In 2008, Sleeth wrote the introduction to The Green Bible (HarperOne) and in 2010 wrote The Gospel According to the Earth: Why the Good Book is a Green Book (HarperOne). His third book, 24/6: A Prescription for a Healthier, Happier Life was released in November 2012 (Tyndale House Publishers). Through his nonprofit, Blessed Earth, Sleeth wrote and released a 12-part creation care DVD series called Serving God, Saving the Planet (Zondervan), with accompanying guidebooks, in 2010.
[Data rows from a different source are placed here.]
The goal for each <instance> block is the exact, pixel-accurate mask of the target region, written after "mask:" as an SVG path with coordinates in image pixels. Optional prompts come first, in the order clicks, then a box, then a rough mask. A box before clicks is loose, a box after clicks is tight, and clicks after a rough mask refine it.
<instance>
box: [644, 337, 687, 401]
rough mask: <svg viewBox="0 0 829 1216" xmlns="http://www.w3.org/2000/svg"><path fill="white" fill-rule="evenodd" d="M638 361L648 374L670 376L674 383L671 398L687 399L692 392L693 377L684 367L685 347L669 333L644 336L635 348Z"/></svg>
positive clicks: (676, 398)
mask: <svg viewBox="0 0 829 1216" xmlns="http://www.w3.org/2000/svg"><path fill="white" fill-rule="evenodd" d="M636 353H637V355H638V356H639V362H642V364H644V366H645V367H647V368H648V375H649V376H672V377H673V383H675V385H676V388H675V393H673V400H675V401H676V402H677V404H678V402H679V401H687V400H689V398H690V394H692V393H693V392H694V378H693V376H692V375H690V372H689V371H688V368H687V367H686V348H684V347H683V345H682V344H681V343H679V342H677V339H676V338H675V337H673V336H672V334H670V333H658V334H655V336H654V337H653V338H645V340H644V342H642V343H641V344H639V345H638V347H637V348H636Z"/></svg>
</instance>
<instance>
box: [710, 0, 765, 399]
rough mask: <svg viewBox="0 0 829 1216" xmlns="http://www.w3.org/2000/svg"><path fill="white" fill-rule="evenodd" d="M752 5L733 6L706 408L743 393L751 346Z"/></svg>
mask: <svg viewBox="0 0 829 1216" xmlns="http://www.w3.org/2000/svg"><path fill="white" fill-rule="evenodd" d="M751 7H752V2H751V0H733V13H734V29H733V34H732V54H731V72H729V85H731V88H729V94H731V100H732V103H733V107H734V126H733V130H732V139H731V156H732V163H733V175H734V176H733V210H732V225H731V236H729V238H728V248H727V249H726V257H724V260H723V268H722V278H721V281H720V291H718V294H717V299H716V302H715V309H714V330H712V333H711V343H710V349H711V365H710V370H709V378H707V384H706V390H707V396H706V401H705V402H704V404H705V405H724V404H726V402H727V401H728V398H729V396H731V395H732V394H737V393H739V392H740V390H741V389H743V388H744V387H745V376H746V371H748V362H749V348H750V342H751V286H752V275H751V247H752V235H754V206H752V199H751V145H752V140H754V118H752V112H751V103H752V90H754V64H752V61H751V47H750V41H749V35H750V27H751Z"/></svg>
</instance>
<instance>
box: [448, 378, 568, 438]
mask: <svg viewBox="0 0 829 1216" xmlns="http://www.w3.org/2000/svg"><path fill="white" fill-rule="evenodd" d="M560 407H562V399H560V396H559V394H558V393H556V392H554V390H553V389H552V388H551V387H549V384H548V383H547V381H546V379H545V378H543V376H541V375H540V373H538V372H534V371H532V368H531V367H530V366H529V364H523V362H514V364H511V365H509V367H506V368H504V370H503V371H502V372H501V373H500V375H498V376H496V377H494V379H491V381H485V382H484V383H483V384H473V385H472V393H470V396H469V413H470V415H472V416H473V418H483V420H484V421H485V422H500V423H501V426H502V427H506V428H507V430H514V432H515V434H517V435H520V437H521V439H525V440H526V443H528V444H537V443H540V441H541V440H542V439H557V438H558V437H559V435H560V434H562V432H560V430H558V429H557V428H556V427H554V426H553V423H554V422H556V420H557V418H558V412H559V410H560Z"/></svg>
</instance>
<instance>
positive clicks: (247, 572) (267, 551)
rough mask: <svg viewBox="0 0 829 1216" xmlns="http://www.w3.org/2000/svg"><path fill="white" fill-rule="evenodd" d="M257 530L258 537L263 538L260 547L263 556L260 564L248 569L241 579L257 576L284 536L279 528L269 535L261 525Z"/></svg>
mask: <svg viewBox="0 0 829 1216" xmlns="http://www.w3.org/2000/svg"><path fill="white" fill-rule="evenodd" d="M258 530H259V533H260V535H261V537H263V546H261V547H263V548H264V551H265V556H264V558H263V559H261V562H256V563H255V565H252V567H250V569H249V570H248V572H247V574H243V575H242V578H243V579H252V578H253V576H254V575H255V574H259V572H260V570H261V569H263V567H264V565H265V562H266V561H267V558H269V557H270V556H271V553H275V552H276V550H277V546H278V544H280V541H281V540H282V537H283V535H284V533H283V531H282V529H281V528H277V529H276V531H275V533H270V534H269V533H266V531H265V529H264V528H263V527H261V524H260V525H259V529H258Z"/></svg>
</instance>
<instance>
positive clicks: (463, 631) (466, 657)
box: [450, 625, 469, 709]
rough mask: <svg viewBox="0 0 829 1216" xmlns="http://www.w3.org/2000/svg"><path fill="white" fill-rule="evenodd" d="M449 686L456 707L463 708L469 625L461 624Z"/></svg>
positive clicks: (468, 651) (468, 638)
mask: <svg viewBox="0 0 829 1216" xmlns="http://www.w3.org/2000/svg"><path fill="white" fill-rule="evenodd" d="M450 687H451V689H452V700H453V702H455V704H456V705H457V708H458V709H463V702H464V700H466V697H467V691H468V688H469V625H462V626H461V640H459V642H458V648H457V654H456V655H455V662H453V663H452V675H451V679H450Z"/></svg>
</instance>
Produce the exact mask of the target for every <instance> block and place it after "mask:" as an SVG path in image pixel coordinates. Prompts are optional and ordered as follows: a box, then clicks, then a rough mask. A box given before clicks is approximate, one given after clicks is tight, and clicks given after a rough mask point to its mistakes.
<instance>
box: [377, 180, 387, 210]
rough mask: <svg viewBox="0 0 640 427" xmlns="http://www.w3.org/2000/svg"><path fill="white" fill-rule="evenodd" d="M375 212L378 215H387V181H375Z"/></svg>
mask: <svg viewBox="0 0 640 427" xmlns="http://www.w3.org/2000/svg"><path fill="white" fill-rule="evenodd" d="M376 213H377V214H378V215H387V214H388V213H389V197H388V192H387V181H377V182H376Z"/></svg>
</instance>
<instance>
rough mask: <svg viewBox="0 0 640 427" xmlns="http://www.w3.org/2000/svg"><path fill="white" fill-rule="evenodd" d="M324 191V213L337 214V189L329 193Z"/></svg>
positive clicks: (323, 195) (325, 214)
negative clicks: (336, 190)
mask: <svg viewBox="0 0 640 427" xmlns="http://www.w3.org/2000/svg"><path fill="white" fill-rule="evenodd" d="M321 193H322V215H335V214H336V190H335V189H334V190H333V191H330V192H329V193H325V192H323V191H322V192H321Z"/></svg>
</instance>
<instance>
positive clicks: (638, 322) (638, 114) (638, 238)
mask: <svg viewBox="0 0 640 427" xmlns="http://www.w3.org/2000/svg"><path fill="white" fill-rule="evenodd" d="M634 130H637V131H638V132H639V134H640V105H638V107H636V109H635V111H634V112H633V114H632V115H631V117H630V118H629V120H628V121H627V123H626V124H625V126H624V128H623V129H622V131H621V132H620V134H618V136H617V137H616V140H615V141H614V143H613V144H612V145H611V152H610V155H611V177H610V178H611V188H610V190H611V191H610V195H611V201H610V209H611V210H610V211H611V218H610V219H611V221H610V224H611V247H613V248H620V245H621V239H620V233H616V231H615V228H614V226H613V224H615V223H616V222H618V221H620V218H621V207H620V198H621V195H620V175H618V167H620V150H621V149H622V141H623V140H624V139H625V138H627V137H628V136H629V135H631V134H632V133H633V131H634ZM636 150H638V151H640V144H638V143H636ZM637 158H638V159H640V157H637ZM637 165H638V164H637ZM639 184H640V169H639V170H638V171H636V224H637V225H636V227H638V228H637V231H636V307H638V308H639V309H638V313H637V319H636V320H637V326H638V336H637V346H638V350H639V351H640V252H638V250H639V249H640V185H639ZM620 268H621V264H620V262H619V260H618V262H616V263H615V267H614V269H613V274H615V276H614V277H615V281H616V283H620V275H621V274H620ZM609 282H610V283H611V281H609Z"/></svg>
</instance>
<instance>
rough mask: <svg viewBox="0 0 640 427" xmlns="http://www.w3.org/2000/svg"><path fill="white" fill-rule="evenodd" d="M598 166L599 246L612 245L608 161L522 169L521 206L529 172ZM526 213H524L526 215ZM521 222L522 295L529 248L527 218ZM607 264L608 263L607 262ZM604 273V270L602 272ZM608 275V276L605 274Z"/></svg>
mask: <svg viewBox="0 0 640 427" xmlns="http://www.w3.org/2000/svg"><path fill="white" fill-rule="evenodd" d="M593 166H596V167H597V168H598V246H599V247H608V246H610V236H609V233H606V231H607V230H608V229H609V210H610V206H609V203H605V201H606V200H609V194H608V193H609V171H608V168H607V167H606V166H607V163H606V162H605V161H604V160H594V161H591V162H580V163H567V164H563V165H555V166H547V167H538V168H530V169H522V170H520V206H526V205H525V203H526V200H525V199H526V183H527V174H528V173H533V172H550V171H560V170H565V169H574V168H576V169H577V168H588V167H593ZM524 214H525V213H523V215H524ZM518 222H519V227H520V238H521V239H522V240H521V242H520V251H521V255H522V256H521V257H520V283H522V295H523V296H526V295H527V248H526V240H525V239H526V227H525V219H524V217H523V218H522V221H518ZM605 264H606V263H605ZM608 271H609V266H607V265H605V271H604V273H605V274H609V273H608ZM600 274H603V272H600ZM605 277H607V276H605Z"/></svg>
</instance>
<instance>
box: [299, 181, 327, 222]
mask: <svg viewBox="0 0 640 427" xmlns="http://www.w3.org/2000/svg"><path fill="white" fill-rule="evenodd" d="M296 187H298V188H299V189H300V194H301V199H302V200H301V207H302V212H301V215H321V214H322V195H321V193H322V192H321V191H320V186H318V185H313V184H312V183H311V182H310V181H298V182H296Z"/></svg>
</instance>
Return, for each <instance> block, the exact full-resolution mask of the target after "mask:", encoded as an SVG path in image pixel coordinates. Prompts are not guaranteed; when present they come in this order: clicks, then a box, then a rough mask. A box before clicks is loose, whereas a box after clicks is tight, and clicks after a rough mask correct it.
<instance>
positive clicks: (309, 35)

His book Reforesting Faith: What Trees Teach Us About the Nature of God and His Love for Us was published by WaterBrook/Penguin Random House April 16, 2019.

==Education==
Sleeth attended West Virginia University in Morgantown, West Virginia, for his undergraduate degree and earned his MD degree from The George Washington University School of Medicine. In 2016, he was awarded an honorary Doctorate by Hood Theological Seminary.

===Press===
Sleeth has been featured in publications such as Newsweek, Christianity Today, Books and Culture, Creation Care Magazine, Guideposts, The Huffington Post, San Francisco Chronicle, Grist, and films such as The Great Warming and Start: Becoming a Good Samaritan. Sleeth wrote the introduction for and served on the advisory board of The Green Bible (HarperOne).

===Nonprofit===
In 2008, Sleeth and his wife, Nancy Sleeth, founded Blessed Earth, an educational nonprofit.